Madison Sabatini’s family has suddenly decided to move to Sandyland for what she thinks will be a fabulous summer vacation. Instead, she quickly discovers that Sandyland is a sleepy little beach town with nothing of any real interest. When she stumbles across a camera repair and psychic shop, Madison meets up with Leonardo (named after the turtle), his sister Delilah, and their “virtual brother” Duncan. When Madison realizes that her newly repaired camera is taking pictures of people who subsequently die, without them even being present, the mystery keeps all four busy. But Madison is realizing that’s not the only strange thing happening, with her parents and friends back home keeping secrets from her. When someone Madison cares about appears in one of her pictures, will Madison be able to come to solve the mystery before it’s too late?

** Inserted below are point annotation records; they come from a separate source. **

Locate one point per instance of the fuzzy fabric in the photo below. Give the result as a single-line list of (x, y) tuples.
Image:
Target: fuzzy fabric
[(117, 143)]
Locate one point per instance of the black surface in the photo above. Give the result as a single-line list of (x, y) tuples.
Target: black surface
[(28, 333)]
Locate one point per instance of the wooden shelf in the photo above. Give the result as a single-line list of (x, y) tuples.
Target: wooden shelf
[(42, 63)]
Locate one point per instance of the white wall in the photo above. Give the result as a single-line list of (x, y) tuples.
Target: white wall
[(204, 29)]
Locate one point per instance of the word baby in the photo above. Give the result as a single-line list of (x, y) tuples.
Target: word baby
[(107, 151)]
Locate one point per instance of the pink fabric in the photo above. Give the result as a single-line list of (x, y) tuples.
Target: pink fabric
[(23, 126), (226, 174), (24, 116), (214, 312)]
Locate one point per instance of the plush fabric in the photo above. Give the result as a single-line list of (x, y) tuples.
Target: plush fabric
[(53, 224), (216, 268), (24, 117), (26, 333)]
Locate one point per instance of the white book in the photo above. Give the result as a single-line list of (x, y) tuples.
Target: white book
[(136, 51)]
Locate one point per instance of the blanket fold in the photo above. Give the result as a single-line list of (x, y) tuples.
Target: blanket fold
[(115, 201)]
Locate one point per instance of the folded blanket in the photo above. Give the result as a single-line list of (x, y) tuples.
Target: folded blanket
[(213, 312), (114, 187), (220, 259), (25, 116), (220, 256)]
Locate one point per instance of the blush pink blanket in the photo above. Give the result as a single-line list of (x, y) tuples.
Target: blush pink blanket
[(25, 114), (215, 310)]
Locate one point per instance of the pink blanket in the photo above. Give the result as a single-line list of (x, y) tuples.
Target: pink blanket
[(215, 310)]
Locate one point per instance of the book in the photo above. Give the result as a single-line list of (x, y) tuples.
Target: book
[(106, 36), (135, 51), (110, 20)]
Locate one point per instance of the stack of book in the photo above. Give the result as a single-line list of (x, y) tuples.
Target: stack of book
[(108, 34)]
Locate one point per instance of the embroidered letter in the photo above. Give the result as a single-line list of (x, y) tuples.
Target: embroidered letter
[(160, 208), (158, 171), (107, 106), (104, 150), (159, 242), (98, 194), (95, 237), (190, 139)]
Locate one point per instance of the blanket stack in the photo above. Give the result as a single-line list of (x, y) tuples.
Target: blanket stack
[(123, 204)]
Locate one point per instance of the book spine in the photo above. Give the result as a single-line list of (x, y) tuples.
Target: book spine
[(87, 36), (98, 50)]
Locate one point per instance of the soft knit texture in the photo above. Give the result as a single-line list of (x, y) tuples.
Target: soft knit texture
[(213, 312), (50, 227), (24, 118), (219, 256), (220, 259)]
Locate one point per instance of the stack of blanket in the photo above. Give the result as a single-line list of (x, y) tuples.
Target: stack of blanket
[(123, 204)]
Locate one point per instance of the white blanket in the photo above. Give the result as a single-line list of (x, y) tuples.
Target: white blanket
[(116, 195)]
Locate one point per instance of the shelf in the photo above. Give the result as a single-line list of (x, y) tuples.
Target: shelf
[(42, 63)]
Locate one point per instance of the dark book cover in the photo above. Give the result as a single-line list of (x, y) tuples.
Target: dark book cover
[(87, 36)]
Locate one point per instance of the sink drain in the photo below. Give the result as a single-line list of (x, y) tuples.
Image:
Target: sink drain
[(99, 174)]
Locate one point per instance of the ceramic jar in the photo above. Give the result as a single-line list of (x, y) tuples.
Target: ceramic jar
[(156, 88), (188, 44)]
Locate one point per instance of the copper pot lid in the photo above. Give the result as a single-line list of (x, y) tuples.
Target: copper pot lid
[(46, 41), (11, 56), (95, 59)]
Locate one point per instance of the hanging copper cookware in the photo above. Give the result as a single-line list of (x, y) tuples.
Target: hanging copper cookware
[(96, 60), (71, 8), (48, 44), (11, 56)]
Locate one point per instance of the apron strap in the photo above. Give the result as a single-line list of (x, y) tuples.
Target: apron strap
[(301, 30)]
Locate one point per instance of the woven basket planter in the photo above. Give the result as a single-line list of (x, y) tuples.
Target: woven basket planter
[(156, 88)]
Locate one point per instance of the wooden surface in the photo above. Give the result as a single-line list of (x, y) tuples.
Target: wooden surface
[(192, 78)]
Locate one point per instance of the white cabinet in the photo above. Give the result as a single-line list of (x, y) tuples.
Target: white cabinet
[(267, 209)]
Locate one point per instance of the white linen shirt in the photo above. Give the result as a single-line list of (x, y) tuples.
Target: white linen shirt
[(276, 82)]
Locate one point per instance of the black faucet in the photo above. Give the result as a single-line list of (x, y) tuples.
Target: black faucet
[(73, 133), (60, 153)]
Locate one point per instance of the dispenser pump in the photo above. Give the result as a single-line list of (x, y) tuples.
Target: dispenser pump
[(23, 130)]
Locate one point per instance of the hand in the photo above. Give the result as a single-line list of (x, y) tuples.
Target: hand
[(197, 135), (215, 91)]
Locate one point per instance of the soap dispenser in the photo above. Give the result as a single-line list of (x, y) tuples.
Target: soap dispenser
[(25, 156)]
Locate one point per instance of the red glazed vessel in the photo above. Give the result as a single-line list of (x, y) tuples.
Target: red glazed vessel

I wasn’t blown away by this story. The premise was interesting, but the resolution fell flat for me. Maybe it was the psychic and mysticism introduced in the beginning that affected my impression, especially since it played a role in the twist at the end of the story. Maybe it was that twist, which felt to me that the author painted herself in a corner and had to explain away the inconsistency at the end. The reason the people are appearing in the pictures is a little more complicated than the fact that they’re dying.

It’s the characters that save this story. I actually liked Delilah slightly better than Madison because Delilah had some attitude. She’s heard the jokes and the wise cracks about her mother’s psychic/camera repair shop, and actually penalizes customers for making jokes by making them wait for their pictures. But the interaction between Duncan and Madison is what really sells this story, because Duncan is such a mystery. I picture Madison as part of the cast of One Tree Hill, and Duncan being more on the cast of… I don’t know. Joey in the TV show Friends comes to mind. Obviously their interactions are interesting to say the least, and at every interaction you find out more about Duncan and Madison gets a little less clichéd. She’s not the spoiled brat that she starts off sounding like, although it’s realistically not a total transformation by the end of the book.